The vulnerability stems from the system's reliance on user-controlled keys for authorization decisions. An attacker can manipulate these keys to bypass authentication or authorization checks, gaining access to restricted functions or data without proper credentials.

With a CVSS score of 8.8, this vulnerability poses a severe threat to operational technology (OT) environments. Successful exploitation could lead to unauthorized modification of industrial process parameters, system instability, or the bypass of critical safety controls, potentially resulting in operational downtime or physical safety incidents.

Immediate Action: Apply the vendor-provided security update or patch to the T-MAC Plus system to correct the authorization logic.

Proactive Monitoring: Monitor access control logs for unusual activity, specifically for users attempting to access modules or settings outside of their assigned permissions.

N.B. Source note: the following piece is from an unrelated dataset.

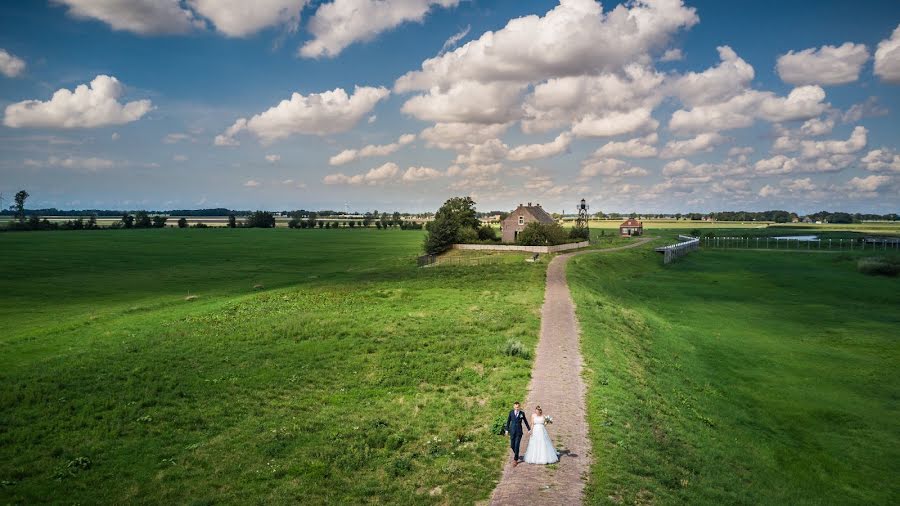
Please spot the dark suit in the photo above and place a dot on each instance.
(514, 427)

Compensating Controls: Implement strict network segmentation to isolate the T-MAC Plus system from untrusted networks and enforce multi-factor authentication (MFA) where supported.

Public Exploit Available: false

Given the critical nature of industrial control systems, this authorization bypass must be addressed as a top priority. Administrators should apply the necessary patches and review all access control configurations to ensure that only authorized personnel have access to sensitive system functions.